Na endlich. Gudrun Gut hat eine mehrteilige Dokumentation namens GUT über sich und ihre Arbeit bekommen und durfte den GUT Soundtrack (Moabit-Musik, 22. März) dazu gleich selbst schreiben und herausbringen, mit Hilfe einiger guter Freund:innen, selbstredend. Wie unendlich wichtig und richtig all das war, was Gudrun Gut zur elektronischen Musik als Ganzem und im speziellen Berlins beigetragen hat, wird diese Kolumne hoffentlich niemals müde zu betonen. Gerade wieder schön ist aber, dass die RBB-Serie und ihr Soundtrack eher nicht historisch dokumentierend und den Post-Punk musealisierend vorgehen, sondern lieber locker plaudernd in der Jetztzeit verbleiben. Was ebenso für Gudrun Guts neue Stücke gilt. Geschichte ist gut, aber wir können ja ebenso gut was Neues machen. Also machen wir das. Und es ist gut so.

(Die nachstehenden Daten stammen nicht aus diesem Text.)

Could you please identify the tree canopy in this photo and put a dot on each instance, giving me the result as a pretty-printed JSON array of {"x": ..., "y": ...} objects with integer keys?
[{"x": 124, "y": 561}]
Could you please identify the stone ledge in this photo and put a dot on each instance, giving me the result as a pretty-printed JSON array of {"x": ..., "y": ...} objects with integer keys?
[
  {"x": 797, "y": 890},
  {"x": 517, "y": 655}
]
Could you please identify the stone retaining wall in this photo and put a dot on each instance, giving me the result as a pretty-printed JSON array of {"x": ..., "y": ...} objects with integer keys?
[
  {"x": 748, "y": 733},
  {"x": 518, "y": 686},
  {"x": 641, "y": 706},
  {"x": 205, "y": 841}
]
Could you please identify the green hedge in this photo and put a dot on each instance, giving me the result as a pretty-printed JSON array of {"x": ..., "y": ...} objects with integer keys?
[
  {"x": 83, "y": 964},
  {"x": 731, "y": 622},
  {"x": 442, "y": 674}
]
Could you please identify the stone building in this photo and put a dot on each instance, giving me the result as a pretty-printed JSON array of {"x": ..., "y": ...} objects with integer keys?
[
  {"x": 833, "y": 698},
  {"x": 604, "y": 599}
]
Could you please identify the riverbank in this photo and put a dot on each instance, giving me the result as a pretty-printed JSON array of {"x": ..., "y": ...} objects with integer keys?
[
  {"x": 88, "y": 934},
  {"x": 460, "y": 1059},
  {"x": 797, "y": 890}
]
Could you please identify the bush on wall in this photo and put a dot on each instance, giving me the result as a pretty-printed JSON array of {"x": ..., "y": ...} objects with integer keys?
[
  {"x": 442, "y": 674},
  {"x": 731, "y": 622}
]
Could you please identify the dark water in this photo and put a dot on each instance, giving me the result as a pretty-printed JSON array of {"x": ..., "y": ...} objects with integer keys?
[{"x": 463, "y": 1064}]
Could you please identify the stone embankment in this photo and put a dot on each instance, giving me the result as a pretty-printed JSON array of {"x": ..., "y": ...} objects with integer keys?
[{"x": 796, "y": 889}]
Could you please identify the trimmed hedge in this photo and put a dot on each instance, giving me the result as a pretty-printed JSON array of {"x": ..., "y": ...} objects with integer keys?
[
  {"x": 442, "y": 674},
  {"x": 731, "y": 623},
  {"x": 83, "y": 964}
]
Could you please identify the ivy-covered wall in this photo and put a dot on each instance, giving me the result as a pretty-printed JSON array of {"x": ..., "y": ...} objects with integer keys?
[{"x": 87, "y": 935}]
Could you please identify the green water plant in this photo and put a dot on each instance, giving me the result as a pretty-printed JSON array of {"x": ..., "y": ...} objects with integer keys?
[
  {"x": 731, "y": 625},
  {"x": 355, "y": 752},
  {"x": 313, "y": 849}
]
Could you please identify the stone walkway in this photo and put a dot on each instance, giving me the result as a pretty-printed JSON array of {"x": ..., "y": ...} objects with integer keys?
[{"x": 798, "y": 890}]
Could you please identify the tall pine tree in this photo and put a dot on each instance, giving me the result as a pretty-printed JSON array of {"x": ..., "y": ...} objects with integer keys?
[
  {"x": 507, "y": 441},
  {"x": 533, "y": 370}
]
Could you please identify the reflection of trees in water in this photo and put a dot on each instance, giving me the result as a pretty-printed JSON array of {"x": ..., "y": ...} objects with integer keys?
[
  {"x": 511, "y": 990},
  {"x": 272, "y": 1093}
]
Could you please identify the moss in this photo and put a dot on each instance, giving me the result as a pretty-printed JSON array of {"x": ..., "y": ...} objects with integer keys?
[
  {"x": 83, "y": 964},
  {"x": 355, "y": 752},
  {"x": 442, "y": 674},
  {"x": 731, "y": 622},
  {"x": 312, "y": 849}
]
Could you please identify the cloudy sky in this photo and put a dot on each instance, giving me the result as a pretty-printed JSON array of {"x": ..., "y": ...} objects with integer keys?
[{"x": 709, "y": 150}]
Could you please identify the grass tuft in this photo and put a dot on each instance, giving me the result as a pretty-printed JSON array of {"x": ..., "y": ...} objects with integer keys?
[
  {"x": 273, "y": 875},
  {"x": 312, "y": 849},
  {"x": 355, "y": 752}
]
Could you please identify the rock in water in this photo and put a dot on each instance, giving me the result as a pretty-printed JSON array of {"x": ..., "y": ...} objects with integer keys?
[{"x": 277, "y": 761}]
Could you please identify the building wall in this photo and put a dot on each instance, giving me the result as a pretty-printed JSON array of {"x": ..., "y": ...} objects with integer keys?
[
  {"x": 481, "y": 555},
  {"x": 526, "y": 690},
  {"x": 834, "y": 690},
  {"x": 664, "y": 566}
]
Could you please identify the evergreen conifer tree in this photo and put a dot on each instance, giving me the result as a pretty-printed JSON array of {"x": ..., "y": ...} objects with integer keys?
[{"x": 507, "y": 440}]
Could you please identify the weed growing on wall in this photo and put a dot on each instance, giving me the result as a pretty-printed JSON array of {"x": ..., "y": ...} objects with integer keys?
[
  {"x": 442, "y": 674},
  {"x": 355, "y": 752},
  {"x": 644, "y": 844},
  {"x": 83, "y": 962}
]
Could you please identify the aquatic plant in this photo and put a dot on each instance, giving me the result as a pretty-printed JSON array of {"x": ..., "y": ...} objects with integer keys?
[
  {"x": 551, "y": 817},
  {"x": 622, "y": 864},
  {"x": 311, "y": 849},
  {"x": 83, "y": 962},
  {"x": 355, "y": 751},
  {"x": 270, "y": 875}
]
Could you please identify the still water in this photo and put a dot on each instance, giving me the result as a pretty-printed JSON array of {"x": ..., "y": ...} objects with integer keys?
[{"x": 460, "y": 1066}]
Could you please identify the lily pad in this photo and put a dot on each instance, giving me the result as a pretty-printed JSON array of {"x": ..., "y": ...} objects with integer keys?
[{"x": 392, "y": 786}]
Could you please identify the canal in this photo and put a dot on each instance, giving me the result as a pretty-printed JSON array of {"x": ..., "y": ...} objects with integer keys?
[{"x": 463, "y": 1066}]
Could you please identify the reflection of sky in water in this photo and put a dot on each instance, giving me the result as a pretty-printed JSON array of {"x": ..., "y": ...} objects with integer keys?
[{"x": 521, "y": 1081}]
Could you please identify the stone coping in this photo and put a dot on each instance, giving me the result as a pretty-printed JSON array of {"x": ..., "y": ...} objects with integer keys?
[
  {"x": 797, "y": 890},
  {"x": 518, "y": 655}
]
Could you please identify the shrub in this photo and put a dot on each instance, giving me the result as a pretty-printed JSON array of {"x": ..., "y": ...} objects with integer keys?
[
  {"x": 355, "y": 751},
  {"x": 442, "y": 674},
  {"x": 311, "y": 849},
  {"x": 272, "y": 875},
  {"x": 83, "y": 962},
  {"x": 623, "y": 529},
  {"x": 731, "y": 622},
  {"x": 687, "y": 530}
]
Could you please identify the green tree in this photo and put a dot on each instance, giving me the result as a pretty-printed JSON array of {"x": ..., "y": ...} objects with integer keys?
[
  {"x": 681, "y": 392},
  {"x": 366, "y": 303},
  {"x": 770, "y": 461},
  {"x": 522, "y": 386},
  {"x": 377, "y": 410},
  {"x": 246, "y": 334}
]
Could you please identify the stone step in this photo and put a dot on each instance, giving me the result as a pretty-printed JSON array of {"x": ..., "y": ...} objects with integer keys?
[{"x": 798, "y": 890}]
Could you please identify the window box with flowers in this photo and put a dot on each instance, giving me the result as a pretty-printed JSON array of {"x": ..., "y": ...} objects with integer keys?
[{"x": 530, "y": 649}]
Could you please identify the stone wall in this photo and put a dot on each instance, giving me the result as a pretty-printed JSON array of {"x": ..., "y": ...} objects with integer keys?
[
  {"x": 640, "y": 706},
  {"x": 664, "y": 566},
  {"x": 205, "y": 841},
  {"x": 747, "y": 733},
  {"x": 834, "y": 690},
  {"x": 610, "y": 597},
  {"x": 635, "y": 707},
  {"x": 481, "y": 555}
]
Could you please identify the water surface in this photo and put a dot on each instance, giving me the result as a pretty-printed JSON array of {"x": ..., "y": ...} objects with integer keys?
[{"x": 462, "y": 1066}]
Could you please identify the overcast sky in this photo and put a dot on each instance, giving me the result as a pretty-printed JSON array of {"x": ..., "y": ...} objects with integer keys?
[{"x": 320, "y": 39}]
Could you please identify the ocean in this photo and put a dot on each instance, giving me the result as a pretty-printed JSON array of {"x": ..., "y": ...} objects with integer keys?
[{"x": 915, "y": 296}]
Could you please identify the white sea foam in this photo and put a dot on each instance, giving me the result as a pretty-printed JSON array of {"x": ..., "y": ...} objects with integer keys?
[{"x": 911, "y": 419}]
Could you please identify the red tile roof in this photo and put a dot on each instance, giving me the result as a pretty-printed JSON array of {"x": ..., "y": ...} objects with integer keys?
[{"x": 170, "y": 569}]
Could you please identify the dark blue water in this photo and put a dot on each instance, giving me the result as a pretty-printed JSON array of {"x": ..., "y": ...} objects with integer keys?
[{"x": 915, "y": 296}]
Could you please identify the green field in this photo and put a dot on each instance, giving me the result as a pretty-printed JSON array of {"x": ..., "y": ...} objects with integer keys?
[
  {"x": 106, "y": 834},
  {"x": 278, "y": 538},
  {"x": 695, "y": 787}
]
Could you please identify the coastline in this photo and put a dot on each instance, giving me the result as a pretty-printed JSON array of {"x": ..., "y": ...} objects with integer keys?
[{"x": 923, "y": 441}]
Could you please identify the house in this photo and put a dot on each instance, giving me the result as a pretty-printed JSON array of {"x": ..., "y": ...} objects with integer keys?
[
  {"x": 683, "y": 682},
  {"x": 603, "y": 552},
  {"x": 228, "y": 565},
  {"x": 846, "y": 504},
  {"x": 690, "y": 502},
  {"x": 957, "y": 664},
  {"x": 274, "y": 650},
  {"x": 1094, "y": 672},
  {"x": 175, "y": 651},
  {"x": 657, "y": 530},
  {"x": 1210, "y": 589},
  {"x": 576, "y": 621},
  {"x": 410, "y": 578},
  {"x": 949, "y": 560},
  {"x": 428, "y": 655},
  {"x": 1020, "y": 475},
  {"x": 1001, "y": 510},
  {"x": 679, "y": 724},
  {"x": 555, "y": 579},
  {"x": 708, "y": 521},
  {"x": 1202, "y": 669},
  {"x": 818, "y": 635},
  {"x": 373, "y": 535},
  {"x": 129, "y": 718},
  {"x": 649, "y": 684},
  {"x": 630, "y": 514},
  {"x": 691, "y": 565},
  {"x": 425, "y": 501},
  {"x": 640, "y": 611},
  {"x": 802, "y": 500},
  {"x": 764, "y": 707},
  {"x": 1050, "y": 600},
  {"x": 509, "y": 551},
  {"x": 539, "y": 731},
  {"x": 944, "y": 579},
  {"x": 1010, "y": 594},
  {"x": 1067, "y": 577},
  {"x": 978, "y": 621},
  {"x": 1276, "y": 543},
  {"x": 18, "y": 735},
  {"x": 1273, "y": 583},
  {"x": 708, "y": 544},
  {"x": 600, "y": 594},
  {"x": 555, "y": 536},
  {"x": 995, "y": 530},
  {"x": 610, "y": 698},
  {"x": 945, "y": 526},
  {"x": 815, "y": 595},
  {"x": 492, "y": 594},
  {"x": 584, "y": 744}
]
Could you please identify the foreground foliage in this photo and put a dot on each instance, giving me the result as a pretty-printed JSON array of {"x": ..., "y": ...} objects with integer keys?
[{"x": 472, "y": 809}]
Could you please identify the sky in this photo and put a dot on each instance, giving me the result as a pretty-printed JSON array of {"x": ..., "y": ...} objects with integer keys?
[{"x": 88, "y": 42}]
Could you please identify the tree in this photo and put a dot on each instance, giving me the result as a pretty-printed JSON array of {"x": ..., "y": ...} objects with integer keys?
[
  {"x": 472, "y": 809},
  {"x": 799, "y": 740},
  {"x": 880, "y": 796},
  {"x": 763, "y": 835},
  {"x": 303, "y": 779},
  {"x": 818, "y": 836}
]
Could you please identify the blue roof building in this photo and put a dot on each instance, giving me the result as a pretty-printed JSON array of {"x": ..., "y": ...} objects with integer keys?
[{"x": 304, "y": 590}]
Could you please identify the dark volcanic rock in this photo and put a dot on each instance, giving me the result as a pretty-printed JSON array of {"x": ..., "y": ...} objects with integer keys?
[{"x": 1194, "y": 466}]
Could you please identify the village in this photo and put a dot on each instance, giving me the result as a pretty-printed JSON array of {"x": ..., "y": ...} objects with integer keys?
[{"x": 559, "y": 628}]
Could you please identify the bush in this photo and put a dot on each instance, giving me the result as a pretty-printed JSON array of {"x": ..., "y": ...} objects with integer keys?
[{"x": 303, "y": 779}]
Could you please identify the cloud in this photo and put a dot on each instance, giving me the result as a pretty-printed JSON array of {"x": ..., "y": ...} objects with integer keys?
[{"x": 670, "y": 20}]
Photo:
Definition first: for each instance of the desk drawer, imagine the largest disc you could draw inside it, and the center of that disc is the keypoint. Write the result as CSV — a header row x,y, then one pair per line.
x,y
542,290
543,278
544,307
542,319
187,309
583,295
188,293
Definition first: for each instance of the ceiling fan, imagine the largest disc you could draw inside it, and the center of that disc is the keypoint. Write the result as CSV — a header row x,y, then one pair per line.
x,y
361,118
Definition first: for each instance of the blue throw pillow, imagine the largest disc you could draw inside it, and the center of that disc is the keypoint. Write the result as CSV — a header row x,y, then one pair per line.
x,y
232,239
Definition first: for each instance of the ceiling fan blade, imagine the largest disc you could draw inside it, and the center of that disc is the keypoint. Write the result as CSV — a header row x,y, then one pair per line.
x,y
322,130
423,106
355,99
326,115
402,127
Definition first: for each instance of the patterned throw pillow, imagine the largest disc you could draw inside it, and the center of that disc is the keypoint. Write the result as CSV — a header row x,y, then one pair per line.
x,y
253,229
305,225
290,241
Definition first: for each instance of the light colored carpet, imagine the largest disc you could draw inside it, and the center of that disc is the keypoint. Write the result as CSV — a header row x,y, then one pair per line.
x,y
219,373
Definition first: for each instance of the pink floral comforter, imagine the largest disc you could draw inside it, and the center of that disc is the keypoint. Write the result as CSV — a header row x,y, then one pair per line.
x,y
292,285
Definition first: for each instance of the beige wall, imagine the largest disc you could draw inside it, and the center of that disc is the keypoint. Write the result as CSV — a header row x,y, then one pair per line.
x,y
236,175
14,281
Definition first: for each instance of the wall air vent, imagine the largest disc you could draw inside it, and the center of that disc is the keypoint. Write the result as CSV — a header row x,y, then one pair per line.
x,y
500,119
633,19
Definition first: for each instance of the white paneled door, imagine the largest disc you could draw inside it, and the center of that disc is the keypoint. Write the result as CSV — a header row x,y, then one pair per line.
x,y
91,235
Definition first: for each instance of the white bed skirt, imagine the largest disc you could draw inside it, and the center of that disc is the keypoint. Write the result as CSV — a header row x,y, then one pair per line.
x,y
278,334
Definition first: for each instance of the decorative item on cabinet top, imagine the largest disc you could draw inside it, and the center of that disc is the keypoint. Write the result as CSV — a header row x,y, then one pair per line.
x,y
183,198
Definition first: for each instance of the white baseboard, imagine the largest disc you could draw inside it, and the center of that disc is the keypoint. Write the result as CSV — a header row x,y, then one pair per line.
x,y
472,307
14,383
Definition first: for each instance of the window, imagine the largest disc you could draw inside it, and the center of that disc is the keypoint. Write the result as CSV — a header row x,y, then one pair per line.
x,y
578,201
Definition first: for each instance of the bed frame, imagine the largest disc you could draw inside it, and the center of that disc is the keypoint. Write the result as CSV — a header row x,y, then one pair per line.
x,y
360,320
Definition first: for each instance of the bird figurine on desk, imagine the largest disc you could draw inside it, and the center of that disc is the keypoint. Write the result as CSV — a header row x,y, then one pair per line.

Die allerbesten musikalischen Erinnerungen an die Achtziger sind selbstverständlich die vorgestellten und ausgedachten. Die New Yorker Berlinerin JJ Weihl hat ein unvergleichliches Talent, diese aufzuspüren und zukunftsweisend vorausblickend nachzufühlen. So wurde Quantum Web (RVNG Intl., 3. März), ihr zweites Soloalbum als Discovery Zone, zu einem ultimativ gegenwärtigen elektronischen Pop, der weit über alles hinausweist, was Vaporwave je erreichen konnte und die große Menge an retrofiziertem Synthpop gerne können wollte. Discovery Zone hat einfach die besseren Songs, die zuckersüßeren Melodien, die feinsinnigeren Vocals und die pixelbunteren Videos gegen die Einsamkeit, gegen die Nostalgie. Hoffnung und Zukunft, hier sind sie noch aktiv.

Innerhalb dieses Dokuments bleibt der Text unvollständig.